The authorities have already moved to speed up the implementation of their unfinished structural reform agenda, particularly in the areas of trade and price liberalization, cocoa and coffee marketing, and privatization. Trade liberalization is being pursued in the context of regional arrangements. Coffee marketing will be fully liberalized in October 1998, and cocoa marketing in October 1999. At the same time, privatization of state-owned enterprises will be accelerated with the sale of 15 enterprises in 1998.
Addressing Social Needs
The authorities’s strategy to improve living conditions and to reduce poverty is based on achieving sustained high economic growth, coupled with the implementation of social policies and measures targeted to the most vulnerable groups of the population.
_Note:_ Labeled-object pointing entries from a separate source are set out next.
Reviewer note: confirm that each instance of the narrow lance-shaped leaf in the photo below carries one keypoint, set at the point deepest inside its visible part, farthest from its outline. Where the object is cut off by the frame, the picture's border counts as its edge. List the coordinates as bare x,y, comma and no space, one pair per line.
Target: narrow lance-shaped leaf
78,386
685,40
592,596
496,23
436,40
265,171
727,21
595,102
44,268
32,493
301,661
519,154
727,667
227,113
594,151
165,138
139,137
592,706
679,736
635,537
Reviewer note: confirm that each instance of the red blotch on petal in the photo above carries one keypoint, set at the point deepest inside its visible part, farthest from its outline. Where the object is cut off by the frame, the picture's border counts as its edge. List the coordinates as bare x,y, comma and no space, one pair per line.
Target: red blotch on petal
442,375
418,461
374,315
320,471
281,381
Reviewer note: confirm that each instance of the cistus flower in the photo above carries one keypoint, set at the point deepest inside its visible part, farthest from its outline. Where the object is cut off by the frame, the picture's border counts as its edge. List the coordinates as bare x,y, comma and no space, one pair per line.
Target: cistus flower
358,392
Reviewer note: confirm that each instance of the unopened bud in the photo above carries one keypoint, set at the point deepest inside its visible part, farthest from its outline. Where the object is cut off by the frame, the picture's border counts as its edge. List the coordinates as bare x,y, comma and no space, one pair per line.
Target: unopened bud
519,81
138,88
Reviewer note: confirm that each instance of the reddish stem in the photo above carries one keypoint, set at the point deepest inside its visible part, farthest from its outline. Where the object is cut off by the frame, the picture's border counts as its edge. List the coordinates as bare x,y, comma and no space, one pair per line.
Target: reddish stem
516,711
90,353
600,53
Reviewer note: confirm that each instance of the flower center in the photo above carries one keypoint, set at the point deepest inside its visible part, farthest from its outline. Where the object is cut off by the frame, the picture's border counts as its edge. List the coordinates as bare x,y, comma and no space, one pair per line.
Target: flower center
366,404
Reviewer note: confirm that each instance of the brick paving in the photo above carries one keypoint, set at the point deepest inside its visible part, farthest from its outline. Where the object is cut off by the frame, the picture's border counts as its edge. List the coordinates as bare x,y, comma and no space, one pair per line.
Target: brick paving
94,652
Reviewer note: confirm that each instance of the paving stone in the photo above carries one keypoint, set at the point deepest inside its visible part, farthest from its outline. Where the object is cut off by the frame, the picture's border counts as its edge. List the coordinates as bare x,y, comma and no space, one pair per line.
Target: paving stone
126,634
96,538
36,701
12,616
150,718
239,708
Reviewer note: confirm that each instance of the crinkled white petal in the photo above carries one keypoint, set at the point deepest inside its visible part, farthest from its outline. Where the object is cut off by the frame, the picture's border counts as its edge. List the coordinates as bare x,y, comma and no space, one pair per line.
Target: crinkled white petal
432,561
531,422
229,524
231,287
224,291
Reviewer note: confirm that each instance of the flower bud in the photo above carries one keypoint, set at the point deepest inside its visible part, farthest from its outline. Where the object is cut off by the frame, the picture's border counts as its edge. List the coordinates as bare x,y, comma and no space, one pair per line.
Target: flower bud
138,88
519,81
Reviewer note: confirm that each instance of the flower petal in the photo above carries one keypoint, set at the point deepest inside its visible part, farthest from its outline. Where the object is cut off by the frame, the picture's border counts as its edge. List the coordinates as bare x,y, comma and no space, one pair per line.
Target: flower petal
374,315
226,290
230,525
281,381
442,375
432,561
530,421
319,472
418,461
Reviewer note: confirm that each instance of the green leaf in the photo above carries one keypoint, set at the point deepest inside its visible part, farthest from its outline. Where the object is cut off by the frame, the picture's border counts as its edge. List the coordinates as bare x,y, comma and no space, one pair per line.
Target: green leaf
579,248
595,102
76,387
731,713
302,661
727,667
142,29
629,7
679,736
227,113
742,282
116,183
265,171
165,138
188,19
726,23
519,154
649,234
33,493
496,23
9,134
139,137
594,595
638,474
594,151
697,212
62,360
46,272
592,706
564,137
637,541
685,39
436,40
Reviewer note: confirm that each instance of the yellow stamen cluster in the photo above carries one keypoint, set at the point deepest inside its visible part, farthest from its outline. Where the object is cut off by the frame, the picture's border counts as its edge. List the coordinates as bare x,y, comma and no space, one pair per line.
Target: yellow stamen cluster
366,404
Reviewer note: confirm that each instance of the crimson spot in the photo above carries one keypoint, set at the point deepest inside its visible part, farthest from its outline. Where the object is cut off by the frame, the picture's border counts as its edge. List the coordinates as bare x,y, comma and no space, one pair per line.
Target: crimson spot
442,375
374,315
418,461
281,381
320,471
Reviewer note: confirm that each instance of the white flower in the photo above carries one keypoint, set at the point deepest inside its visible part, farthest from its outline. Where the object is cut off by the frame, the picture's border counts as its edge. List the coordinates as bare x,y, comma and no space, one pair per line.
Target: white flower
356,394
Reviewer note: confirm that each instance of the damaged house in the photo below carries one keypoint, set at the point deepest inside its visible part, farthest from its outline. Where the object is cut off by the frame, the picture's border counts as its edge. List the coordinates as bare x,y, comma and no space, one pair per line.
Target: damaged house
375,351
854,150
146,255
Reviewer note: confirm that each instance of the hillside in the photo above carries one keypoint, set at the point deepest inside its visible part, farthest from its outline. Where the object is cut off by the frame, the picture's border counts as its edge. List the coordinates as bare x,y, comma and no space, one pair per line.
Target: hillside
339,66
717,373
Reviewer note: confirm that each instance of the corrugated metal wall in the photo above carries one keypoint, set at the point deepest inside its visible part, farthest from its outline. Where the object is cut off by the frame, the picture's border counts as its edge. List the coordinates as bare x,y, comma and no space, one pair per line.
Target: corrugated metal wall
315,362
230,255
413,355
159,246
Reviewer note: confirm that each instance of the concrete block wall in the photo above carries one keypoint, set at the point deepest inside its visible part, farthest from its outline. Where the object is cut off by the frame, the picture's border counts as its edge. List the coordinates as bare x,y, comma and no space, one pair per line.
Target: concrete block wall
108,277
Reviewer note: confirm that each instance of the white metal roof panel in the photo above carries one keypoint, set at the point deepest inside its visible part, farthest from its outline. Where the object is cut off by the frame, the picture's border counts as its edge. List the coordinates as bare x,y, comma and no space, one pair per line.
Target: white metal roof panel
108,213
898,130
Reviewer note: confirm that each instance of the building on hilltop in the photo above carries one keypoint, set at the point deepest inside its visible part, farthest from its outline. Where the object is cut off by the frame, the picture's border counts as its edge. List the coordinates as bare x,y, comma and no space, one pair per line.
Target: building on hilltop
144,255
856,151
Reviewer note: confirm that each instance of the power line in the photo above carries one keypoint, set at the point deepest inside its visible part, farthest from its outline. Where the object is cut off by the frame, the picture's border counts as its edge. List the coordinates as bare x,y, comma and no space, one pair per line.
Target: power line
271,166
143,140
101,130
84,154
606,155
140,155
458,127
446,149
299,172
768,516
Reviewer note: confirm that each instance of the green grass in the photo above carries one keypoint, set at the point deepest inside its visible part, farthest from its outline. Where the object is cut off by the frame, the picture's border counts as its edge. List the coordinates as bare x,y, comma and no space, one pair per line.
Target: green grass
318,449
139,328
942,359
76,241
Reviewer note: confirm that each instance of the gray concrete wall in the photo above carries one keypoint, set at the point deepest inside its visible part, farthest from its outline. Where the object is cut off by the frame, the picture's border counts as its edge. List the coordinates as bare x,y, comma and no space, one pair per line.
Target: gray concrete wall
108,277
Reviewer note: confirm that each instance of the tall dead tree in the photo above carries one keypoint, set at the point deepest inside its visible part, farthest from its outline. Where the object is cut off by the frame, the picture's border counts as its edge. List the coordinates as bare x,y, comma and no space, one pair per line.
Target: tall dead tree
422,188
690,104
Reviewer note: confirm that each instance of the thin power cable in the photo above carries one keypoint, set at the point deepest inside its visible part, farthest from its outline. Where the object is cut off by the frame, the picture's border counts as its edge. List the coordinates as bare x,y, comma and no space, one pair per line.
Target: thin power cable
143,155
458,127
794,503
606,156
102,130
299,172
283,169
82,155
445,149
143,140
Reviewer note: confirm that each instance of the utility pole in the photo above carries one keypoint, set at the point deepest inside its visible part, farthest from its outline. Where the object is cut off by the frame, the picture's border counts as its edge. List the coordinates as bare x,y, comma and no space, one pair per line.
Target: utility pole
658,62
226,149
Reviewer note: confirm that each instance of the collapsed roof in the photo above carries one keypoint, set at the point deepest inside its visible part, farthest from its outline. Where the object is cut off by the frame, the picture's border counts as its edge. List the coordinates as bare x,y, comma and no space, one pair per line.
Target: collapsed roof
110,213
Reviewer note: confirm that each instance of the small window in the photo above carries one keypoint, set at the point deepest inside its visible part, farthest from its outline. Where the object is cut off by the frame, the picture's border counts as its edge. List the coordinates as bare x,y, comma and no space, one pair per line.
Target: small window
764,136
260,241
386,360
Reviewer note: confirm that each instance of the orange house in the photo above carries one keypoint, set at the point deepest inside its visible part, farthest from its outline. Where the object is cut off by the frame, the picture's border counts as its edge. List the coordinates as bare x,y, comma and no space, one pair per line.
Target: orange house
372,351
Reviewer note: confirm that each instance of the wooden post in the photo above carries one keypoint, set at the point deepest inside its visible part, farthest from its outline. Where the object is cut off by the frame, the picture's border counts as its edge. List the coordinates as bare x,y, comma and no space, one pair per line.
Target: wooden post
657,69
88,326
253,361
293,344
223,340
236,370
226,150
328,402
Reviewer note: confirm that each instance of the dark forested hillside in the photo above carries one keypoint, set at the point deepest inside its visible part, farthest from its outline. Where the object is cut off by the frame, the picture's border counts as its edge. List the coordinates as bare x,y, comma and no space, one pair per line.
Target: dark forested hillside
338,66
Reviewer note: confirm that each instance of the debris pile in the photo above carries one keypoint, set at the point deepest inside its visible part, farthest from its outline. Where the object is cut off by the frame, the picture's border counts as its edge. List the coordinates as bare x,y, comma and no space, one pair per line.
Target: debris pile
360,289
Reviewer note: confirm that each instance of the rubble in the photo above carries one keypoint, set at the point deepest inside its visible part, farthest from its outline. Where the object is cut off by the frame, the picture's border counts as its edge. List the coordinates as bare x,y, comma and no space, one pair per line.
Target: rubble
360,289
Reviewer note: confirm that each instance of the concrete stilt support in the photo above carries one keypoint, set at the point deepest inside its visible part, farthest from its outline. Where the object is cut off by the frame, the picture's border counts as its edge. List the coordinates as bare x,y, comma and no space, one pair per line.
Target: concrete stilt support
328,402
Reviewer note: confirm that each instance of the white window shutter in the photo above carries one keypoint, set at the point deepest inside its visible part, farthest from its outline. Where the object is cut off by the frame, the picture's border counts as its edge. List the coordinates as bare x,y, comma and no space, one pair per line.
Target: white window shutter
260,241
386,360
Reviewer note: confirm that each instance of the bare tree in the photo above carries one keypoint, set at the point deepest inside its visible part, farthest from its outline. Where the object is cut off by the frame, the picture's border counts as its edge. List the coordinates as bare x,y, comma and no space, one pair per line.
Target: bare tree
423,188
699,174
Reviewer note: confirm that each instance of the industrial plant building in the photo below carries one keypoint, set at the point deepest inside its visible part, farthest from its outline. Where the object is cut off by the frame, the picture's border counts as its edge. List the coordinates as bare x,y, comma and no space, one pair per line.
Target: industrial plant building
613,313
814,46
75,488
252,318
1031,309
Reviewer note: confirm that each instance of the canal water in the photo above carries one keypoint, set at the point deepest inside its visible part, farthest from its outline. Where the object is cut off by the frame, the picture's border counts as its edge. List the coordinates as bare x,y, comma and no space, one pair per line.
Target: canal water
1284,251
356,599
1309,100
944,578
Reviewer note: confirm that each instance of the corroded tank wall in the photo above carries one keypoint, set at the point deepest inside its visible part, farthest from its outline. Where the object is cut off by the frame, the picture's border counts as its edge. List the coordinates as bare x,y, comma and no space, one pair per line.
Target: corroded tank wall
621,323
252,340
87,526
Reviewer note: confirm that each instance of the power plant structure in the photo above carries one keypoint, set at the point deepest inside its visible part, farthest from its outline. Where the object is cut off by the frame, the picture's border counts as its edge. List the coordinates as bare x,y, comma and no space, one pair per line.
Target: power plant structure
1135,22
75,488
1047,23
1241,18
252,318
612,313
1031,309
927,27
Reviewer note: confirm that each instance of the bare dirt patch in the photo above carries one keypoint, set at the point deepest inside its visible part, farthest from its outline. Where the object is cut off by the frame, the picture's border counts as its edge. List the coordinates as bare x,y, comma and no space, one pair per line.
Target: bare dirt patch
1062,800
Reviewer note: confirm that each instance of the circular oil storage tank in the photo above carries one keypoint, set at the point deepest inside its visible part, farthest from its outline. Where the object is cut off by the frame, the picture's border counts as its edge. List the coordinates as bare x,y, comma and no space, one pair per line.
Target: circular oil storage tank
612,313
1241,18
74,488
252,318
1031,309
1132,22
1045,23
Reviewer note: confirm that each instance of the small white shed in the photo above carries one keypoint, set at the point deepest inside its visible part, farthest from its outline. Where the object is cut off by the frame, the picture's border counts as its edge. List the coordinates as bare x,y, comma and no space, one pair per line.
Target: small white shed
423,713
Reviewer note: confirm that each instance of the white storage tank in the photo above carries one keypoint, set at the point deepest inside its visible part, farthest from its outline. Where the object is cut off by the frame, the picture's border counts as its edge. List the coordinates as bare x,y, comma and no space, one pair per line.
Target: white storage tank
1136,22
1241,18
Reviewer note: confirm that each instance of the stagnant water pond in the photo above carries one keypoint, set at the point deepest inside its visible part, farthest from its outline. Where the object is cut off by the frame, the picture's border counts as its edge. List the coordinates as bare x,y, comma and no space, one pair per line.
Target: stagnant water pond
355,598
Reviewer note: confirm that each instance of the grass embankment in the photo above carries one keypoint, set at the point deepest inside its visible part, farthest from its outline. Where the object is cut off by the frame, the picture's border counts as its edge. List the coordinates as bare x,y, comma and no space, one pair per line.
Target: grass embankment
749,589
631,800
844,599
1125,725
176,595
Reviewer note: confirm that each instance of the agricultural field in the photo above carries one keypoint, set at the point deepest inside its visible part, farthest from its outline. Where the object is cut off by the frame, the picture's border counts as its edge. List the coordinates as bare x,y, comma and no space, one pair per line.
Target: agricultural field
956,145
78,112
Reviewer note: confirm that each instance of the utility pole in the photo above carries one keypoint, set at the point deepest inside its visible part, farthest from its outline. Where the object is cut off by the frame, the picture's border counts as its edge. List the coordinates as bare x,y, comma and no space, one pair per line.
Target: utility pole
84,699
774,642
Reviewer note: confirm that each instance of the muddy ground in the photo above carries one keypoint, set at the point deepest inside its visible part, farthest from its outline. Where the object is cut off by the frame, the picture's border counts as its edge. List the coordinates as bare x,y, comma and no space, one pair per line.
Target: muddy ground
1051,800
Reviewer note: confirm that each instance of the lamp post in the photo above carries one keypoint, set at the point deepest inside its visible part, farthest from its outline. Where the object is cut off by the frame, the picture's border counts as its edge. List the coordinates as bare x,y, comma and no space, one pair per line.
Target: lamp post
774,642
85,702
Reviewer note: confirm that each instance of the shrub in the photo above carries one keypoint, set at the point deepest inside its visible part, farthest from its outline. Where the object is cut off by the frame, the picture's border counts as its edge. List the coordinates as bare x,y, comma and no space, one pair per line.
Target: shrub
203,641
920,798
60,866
The comprehensive poverty reduction action plan adopted by the government in June 1997 includes specific measures and actions targeting the poor. The authorities are continuing to redirect public spending in favor of education, health, and infrastructure maintenance. A steering committee has been set up to supervise actions taken under this plan and to establish a system to monitor poverty indicators.
The Challenges Ahead
Poverty reduction is a major challenge facing Côte d’Ivoire, given the strong deterioration in living standards during the period of economic decline from the mid-1980s to the early 1990s. Also, further fiscal consolidation is necessary to achieve financial viability over the medium term and to increase public saving. It is thus crucial to strengthen government revenue performance and expenditure controls, as well as to ensure transparency and sound management of public resources. To foster private sector confidence and fully realize the country’s economic potential, the authorities will have to carry out the next phase of structural reforms with strong resolve. Ensuring good governance and strengthening the judicial system will also be essential.
Côte d’Ivoire joined the IMF on March 11, 1963, and its quota3 is SDR 238.2 million (about US$320 million). Its outstanding use of IMF financing currently totals SDR 333 million (about US$448 million).